Group of Behavioral Neurology, Neuropsychopharmacology Program, Institut Municipal d'Investigació Mèdica, Barcelona, Spain.
J Clin Exp Neuropsychol. 2012;34(2):195-208. doi: 10.1080/13803395.2011.630651. Epub 2011 Dec 14.
Mild cognitive impairment (MCI) is a transitional state between normal aging and Alzheimer disease (AD). Artificial neural networks (ANNs) are computational tools that can provide valuable support to clinical decision making, classification, and prediction of cognitive functioning. The aims of this study were to develop, train, and explore and develop the ability of ANNs to differentiate MCI and AD, and to study the relevant variables in MCI and AD diagnosis. The sample consisted of 346 controls and 79 MCI and 97 AD patients. A linear discriminant analysis (LDA) and ANNs with 12 input neurons (10 subtests of a neuropsychological test, the abbreviated Barcelona Test; age; and education), 4 hidden neurons, and output neuron (diagnosis) were used to classify the patients. The ANNs were superior to LDA in its ability to classify correctly patients (100-98.33% vs. 96.4-80%, respectively) and showed better predictive performance. Semantic fluency, working and episodic memory and education showed up as the most significant and sensitive variables for classification. Our results indicate that ANNs have an excellent capacity to discriminate MCI and AD patients from healthy controls. These findings provide evidence that ANNs can be a useful tool for the analysis of neuropsychological profiles related to clinical syndromes.

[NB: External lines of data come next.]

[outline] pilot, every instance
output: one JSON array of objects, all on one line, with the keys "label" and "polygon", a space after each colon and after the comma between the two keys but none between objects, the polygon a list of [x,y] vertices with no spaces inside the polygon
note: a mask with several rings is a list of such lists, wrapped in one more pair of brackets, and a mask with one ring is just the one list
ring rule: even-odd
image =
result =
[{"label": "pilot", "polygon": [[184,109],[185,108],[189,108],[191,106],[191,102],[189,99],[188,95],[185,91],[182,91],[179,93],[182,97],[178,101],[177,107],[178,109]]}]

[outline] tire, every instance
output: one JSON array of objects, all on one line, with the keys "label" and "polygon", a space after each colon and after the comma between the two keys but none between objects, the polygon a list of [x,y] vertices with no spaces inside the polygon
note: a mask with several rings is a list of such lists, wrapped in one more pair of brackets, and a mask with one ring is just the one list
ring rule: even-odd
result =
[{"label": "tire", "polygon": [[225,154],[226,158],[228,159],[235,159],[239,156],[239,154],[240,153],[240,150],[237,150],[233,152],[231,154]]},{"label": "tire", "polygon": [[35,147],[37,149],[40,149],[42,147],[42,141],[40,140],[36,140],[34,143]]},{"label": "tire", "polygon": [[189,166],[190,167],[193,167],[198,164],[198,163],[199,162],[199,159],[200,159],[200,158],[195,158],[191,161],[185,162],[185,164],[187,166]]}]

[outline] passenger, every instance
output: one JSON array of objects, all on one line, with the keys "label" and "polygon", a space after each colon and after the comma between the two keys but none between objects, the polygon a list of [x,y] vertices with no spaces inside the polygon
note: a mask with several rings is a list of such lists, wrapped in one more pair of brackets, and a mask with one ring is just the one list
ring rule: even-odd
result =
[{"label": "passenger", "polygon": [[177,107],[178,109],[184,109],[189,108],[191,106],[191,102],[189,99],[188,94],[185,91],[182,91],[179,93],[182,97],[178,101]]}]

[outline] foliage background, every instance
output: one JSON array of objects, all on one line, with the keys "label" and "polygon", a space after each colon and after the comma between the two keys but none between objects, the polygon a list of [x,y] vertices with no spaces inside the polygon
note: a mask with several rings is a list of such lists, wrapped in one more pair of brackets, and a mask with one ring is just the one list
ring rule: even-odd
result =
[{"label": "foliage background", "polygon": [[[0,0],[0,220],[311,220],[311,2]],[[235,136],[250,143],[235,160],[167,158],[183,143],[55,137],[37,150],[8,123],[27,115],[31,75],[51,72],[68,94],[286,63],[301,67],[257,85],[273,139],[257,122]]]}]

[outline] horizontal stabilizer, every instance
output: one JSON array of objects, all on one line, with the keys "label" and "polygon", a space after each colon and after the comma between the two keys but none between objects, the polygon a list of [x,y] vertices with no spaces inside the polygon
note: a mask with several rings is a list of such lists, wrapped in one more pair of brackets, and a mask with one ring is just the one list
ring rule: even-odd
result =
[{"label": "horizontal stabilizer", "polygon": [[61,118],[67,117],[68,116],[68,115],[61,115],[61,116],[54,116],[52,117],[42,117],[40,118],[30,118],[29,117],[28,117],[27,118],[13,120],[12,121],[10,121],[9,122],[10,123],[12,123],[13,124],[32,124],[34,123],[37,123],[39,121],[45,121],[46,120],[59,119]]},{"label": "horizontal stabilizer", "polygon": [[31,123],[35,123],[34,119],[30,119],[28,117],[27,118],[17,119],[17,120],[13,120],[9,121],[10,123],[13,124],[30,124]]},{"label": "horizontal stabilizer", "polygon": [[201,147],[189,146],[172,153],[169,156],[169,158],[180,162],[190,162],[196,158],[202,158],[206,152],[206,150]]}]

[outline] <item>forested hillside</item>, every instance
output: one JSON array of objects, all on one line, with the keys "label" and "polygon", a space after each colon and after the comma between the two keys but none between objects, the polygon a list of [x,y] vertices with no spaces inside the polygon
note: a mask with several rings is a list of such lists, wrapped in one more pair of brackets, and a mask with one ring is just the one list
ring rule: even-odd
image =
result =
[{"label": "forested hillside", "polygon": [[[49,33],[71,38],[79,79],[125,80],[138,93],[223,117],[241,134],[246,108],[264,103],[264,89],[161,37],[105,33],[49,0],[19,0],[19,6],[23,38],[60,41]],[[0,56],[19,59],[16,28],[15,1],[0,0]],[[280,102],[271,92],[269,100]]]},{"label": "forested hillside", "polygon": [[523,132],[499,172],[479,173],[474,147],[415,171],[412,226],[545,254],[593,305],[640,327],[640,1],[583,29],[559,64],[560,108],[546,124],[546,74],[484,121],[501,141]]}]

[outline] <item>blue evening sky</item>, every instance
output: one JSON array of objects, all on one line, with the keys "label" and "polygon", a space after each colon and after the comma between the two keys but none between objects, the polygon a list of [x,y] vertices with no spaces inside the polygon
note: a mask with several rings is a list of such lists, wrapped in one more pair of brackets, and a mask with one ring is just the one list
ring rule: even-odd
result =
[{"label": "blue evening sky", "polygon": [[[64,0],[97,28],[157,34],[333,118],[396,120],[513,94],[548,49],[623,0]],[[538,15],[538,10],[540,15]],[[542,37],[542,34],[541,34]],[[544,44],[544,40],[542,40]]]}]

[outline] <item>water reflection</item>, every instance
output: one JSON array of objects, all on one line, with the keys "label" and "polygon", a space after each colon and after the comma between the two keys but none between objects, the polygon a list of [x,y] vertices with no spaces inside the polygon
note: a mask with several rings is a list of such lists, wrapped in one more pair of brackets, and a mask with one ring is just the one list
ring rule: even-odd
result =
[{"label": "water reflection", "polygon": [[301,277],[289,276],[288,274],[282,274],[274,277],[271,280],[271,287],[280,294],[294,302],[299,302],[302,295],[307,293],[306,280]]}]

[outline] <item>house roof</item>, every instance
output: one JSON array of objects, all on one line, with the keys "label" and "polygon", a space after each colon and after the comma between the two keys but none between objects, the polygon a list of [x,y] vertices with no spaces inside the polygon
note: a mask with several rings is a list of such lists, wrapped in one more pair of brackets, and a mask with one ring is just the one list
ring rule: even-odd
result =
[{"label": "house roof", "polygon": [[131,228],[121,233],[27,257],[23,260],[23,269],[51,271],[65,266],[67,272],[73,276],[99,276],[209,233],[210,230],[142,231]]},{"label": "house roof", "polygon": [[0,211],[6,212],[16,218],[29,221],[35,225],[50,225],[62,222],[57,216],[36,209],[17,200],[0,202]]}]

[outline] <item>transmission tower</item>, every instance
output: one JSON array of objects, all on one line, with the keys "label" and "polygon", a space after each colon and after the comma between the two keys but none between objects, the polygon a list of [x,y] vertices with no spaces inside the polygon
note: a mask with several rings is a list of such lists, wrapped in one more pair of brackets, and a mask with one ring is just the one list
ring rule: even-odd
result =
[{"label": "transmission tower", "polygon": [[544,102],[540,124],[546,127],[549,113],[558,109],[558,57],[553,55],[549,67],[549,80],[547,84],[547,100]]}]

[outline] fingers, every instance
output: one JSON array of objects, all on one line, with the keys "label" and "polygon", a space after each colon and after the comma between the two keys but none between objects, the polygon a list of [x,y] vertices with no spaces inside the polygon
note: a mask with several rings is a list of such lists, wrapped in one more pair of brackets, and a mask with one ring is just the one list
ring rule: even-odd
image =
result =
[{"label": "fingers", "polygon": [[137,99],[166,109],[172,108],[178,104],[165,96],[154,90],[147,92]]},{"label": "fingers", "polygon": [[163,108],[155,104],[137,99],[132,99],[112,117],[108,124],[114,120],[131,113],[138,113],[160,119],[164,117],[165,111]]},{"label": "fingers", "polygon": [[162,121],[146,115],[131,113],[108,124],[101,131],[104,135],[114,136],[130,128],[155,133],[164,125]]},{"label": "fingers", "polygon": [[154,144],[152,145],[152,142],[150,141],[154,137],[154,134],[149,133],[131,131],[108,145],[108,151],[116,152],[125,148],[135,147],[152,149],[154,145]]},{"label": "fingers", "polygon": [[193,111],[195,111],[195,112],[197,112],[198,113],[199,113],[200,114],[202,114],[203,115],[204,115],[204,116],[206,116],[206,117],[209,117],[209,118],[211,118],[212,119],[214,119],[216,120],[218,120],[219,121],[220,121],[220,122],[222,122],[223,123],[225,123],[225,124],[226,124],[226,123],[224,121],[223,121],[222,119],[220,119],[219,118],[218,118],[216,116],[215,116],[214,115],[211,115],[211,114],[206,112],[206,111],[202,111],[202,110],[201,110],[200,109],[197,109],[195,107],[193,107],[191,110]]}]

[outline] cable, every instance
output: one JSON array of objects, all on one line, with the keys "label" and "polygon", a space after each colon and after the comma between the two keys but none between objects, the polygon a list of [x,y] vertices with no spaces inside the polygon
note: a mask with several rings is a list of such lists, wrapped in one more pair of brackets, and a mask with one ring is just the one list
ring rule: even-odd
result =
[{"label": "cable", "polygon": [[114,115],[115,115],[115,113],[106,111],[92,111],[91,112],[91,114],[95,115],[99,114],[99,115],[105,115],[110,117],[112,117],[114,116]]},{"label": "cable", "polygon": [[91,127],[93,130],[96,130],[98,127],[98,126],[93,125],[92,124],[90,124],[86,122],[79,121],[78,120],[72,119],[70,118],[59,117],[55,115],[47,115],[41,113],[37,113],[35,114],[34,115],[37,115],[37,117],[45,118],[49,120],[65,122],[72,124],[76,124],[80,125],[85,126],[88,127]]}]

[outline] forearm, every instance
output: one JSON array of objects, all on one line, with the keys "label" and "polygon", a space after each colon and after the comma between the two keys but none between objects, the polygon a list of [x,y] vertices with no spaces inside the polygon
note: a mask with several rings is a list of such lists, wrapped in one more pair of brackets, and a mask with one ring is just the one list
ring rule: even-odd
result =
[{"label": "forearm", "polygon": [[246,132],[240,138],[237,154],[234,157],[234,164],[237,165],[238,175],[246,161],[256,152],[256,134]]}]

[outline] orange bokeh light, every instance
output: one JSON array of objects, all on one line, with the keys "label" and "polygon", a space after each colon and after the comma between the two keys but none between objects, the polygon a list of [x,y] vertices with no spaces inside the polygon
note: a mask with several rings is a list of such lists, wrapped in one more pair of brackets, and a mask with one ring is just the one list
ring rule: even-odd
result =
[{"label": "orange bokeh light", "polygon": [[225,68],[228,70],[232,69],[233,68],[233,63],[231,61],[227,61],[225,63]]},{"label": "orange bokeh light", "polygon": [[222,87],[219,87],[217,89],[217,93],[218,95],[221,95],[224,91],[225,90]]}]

轻度认知障碍(MCI)是正常衰老和阿尔茨海默病(AD)之间的过渡状态。人工神经网络(ANNs)是一种计算工具,可以为临床决策、分类和认知功能预测提供有价值的支持。本研究的目的是开发、训练和探索人工神经网络区分 MCI 和 AD 的能力,并研究 MCI 和 AD 诊断中的相关变量。该样本包括 346 名对照者、79 名 MCI 患者和 97 名 AD 患者。采用线性判别分析(LDA)和具有 12 个输入神经元(神经心理学测试的 10 个子测试、缩写的巴塞罗那测试;年龄和教育)、4 个隐藏神经元和输出神经元(诊断)的人工神经网络对患者进行分类。人工神经网络在正确分类患者的能力(分别为 100-98.33%和 96.4-80%)方面优于 LDA,并且表现出更好的预测性能。语义流畅性、工作记忆和情景记忆以及教育显示出对分类最显著和敏感的变量。我们的结果表明,人工神经网络具有出色的能力,可以区分 MCI 和 AD 患者与健康对照者。这些发现为人工神经网络可以成为分析与临床综合征相关的神经心理学特征的有用工具提供了证据。